Was ROI bedeutet und warum er allein nicht ausreicht
Der Return on Investment (ROI) setzt den Nettogewinn einer Investition ins Verhältnis zu den eingesetzten Kosten. Ein ROI von 100 Prozent bedeutet, dass die Investition die eingesetzten Mittel vollständig zurückgespielt hat.
In der Praxis wird für Automatisierungsprojekte oft die Amortisationszeit berechnet: Wie lange dauert es, bis die jährlichen Einsparungen die Investitionskosten gedeckt haben?
Der ROI allein reicht als Entscheidungsgrundlage nicht aus, weil er den Zeitwert des Geldes vernachlässigt und qualitative Faktoren nicht abbildet. Ergänzend sollte der Net Present Value (Kapitalwert) berechnet werden, der zukünftige Cashflows auf den heutigen Wert abdiskontiert.
Direkte Kosteneinsparungen
Personalkosten sind in den meisten Fällen der größte direkte Einsparposten.

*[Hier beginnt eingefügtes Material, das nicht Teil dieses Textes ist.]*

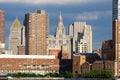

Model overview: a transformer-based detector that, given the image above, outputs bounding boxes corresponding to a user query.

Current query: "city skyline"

[0,0,112,49]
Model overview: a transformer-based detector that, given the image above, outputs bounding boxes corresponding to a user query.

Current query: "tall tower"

[9,17,21,55]
[112,0,120,75]
[24,10,48,55]
[69,22,92,53]
[0,10,5,54]
[0,10,5,43]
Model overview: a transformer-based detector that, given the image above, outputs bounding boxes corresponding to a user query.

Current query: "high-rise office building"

[24,10,48,55]
[69,22,92,53]
[0,10,5,43]
[8,17,21,55]
[48,13,71,59]
[0,10,5,54]
[112,0,120,75]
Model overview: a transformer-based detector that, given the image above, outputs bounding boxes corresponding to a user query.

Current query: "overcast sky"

[0,0,112,50]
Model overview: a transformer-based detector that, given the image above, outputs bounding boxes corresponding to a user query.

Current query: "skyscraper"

[69,22,92,53]
[112,0,120,75]
[9,17,21,55]
[24,10,48,55]
[0,10,5,43]
[0,10,5,54]
[48,13,71,58]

Ein Roboter, der eine Vollzeitkraft ersetzt, spart Bruttokosten von typischerweise 35.000 bis 60.000 Euro pro Jahr. Bei Schichtbetrieb multiplizieren sich die Einsparungen entsprechend.

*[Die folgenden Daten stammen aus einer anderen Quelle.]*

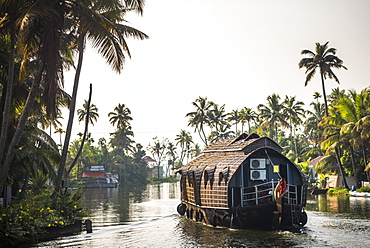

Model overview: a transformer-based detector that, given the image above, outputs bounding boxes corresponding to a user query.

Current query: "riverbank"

[0,189,87,247]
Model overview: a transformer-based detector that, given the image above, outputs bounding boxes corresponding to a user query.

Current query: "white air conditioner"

[249,158,266,170]
[250,170,266,181]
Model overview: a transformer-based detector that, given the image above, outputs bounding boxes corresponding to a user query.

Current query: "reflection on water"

[34,183,370,247]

Dabei ist zu beachten: Die Personalkosten entfallen selten vollständig. Mitarbeiter, die von einer automatisierten Aufgabe entlastet werden, übernehmen in der Regel andere Tätigkeiten. Die echte Einsparung entsteht, wenn dadurch eine Neueinstellung vermieden wird oder ein bestehender Engpass aufgelöst wird.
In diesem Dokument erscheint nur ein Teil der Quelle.